The Gaia spacecraft has unearthed a new treasure trove of secrets about our galaxy — and beyond.
Using two optical telescopes, the satellite is monitoring their motions, luminosity, temperature, and computation. Every observation could unravel new details about Earth and the surrounding Universe.
The new release fills in some big gaps in the maps.
Gaia had already provided a pretty comprehensive view of the Milky Way and beyond — but some areas of sky required further exploration.
Regions that are densely packed with stars required particular attention. One notable example is globular clusters.
Globular clusters are among the oldest objects in the universe, which makes them valuable sources for our cosmic history. Telescopes, however, struggle to scrutinise their bright cores crammed with stars.
To find new jigsaw piexes in the puzzle, Gaia targeted Omega Centauri — the largest globular cluster that’s viewable from Earth.
Typically, the spacecraft would focus on individual stars. But in this case, the observatory surveyed a wider stretch of sky around Omega Centauri core, which was mapped whenever the cluster came into view.
The technique exposed over half a million new stars in space — all within a single cluster.
With the new data, scientists can study the cluster’s structure, as well as the distribution and movements of the constituent stars. Together, these details could produce a complete large-scale map of Omega Centauri.
“It’s using Gaia to its full potential — we’ve deployed this amazing cosmic tool at maximum power,” Alexey Mints, a member of the Gaia collaboration, said in a statement.

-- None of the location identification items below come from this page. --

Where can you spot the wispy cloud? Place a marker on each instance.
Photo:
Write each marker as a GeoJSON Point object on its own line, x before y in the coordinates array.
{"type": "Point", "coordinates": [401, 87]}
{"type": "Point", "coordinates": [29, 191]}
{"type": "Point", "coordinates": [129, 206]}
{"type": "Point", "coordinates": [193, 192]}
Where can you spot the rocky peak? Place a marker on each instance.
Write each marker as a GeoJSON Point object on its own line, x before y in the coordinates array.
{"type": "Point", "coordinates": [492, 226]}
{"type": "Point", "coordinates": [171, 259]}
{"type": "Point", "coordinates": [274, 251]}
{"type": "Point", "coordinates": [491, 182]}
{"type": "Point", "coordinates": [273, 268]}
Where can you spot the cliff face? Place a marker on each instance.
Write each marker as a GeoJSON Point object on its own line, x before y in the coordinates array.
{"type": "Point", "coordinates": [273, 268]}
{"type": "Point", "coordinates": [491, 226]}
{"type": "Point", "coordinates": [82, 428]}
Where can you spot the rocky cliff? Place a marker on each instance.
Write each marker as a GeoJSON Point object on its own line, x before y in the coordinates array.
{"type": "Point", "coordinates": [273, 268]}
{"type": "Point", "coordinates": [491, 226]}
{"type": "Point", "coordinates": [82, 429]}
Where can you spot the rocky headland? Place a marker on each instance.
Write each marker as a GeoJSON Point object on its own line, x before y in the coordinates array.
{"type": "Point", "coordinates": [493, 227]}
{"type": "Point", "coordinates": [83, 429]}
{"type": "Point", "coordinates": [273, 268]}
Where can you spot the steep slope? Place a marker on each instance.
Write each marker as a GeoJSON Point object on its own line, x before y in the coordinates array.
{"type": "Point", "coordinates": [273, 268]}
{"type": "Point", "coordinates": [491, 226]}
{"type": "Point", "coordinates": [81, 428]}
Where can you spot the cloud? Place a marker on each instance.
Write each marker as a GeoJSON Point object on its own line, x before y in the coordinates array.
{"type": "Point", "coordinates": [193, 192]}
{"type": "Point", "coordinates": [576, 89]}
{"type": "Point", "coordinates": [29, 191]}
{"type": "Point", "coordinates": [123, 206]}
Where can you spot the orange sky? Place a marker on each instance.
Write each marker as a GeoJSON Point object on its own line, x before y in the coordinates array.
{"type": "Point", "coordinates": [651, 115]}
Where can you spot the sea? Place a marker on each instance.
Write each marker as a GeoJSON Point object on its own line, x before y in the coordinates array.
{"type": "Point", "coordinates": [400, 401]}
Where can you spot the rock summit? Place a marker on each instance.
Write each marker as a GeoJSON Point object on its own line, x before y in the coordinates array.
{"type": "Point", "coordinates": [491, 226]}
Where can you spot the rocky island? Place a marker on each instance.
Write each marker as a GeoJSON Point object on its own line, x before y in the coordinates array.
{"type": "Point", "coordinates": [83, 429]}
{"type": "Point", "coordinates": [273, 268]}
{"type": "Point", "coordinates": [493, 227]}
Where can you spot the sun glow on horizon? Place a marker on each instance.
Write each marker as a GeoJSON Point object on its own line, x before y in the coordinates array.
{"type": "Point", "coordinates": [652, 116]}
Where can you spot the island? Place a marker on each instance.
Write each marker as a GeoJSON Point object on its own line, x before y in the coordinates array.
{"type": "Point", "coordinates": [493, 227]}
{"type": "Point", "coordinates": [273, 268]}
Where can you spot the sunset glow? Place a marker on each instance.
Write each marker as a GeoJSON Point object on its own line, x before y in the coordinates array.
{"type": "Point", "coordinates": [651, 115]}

In fact, the findings exceed the initial objectives for Gaia. To discover the stars, the researchers used an observing mode that was designed only to keep the spacecraft’s instruments running smoothly.
“We didn’t expect to ever use it for science, which makes this result even more exciting,” said the study’s lead author, Katja Weingrill, a researcher at the Leibniz-Institute for Astrophysics Potsdam (AIP).
Gaia is now using the technique to explore eight more regions. The results will deepen our understanding of what happens in the ancient bodies.
According to ESA, the data will help scientists confirm our galaxy’s age, locate its centre, and determine whether it ever experienced any collisions.
Astronomers could also verify changes to stars and constrains models of galactic evolution. They could even infer the possible age of the Universe.
Another new finding from Gaia concerns gravitational lenses.
These lenses form when a large quantity of matter, such as a galaxy cluster, sits between Earth and a distant light source. The mass then creates a multiple-image effect.
By studying the configurations, scientists can uncover new information about the Universe’s history.
Gaia revealed that certain objects in gravitational lenses aren’t what they appear to be. While the bodies look like stars, they’re actually distant lensed quasars — extremely bright, energetic galactic cores powered by black holes.
“With this data release, Gaia is the first mission to achieve an all-sky survey of gravitational lenses at high resolution,” said Laurent Galluccio, a member of the Gaia collaboration.
Further studies published today pinpointed the positions of asteroids and mapped the disc of the Milky Way. Another paper characterises the dynamics of 10,000 pulsating and binary red giant stars.
“This data release further demonstrates Gaia’s broad and fundamental value – even on topics it wasn’t initially designed to address,” said Timo Prusti, Project Scientist for Gaia at ESA.
“Although its key focus is as a star surveyor, Gaia is exploring everything from the rocky bodies of the Solar System to multiply imaged quasars lying billions of light-years away, far beyond the edges of the Milky Way.”